Most athletic directors and school presidents agree — U-M athletic director Warde Manuel recently said he couldn’t see games being played unless students were back on campus. 

If it were up to NCAA president Mark Emmert, no games would be held until students return. In his mind, it’s a simple existential equation. 

“College athletes are college students,” he said Friday during a live conversation on the NCAA’s Twitter channel, “and you can’t have college sports if you don’t have college (campuses) open and having students on them. You don’t want to ever put student-athletes at greater risk than the rest of the student body.” 

And yet? 

West Virginia president E. Gordon Gee told Yahoo Sports last week that “the mental health of the nation needs to be served also. There’s a battle going on between science, politics and common senses. Up to this point, science has won and rightly so. We need to start finding the middle ground and manage those middle grounds.”  

These words shouldn’t surprise. The idea that college football is integral to the mental health of the nation is the reason why fans take pictures of empty stadiums on blustery, unseasonably cold days in May.  

The game has the pull of religion. Nowhere is that stronger than in the South, which is why SEC commissioner Greg Sankey, who leads the most powerful conference in the sport, has said the league is focused on playing as scheduled first and that if the league must adapt, it will. 

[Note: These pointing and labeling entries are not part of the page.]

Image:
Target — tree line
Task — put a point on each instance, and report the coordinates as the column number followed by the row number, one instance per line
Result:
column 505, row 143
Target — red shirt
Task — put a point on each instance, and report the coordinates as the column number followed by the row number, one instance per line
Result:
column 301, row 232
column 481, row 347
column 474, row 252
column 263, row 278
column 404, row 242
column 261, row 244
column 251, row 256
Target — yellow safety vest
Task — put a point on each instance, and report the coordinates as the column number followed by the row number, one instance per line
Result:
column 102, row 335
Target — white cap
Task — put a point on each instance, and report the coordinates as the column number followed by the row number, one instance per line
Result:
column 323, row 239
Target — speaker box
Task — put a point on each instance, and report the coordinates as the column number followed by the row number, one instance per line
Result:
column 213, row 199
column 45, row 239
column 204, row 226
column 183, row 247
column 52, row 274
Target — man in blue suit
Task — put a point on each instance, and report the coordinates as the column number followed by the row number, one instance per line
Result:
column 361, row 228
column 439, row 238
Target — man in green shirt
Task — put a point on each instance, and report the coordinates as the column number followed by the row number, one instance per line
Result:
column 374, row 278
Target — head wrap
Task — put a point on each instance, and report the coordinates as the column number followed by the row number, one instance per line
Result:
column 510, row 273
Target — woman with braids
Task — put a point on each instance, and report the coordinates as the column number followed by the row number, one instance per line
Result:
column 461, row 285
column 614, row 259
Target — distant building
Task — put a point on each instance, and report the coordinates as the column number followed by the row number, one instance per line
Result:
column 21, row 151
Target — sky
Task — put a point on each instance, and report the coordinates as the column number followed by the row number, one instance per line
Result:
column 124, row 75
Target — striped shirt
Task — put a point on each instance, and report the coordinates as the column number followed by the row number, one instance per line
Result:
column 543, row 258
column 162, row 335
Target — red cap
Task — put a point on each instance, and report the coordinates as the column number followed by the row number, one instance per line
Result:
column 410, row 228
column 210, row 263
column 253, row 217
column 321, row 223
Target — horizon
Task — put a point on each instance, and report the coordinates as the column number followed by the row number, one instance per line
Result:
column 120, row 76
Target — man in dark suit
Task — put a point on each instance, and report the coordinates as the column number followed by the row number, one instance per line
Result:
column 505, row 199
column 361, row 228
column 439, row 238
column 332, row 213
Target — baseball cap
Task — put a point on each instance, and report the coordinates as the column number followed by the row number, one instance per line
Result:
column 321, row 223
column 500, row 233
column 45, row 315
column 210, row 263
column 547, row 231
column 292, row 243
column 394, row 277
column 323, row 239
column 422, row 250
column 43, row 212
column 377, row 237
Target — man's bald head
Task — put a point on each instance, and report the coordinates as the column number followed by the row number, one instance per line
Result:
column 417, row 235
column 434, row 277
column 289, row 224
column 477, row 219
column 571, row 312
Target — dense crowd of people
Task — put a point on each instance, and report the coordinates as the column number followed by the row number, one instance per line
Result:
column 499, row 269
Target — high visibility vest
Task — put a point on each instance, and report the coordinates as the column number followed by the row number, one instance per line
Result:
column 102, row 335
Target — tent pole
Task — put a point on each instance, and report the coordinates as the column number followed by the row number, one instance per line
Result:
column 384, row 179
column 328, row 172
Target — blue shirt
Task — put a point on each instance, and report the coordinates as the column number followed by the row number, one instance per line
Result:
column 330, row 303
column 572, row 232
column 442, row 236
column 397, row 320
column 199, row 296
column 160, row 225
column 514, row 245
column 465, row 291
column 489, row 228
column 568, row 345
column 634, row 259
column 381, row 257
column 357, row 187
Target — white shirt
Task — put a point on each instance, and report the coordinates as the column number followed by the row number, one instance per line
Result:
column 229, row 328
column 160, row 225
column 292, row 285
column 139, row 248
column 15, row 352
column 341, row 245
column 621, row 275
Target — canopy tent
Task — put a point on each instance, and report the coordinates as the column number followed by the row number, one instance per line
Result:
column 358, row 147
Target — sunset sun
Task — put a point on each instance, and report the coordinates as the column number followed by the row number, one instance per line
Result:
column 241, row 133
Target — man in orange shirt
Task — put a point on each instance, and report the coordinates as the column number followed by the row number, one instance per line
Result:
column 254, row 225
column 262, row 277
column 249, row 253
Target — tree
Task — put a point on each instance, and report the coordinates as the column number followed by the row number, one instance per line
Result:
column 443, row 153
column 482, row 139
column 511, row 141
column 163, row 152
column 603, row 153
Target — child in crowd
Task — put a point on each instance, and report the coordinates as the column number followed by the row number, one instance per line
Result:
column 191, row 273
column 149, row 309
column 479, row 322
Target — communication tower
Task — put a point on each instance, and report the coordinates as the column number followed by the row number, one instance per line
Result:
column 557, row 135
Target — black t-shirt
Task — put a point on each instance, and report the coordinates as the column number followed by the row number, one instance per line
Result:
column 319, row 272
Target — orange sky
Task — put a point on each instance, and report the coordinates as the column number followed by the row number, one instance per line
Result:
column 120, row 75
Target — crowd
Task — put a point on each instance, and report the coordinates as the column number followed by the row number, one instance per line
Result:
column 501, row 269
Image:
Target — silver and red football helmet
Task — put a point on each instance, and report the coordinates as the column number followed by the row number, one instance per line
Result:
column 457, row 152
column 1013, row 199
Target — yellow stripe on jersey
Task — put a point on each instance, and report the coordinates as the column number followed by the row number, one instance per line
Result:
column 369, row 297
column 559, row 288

Sankey recently told CBS Sports that “playing football is important to us. (President Trump) has remarked about his travels to our LSU-Alabama game last year. I think there is a great deal of focus, properly, on what the SEC does.” 

Because there is no single entity that controls the game — the NCAA merely sets the rules — it will be up to governors to decide when and how and if there is a season. 

Here in Big Ten country, where the politics are different than in the South, and where football isn’t enmeshed in the region’s identity in the same way, the language of the decision makers is a bit different. 

Big Ten commissioner Kevin Warren told CNBC last week the decision to play this fall will be made on the advice of experts. And that he and the conference aren’t in a hurry to decide. 

“I’m looking to be in a position in the next six to eight weeks to see if we will have sports in the fall,” he said. "But even bigger than sports in the fall is we’re collectively focusing on what we need to do to have school in the fall. If we don’t have school in the fall, we don’t have sports in the fall.” 

Many schools — including U-M — are planning on reopening classes this fall on a limited basis and hope to combine virtual learning with on-campus learning. Schools will shrink not just the curriculum but the number of students in any given classroom. 

Along with social distancing measures and a society that’s used to living in the time of COVID-19, maybe our campuses will slowly motor back to life. Whether this will work and be enough to justify a return to football is a different question. 

It’s easy to understand why Sankey and many others in the college football world want to plan on September kickoffs. And it’s not just about good vibes and bragging rights. At many universities, college football supports every other sport on campus, except for basketball. No college football, no athletics. P period. 

Which means at some point there will need to be a season. Shortened. Delayed — next spring? Regional. Whatever. 

It’s vital to collegiate athletic life.  

But universities lead much of our scientific and intellectual life, too. And as important as college football remains, campuses are not here to entertain us, no matter how often we stop to gaze and take pictures at their stadiums.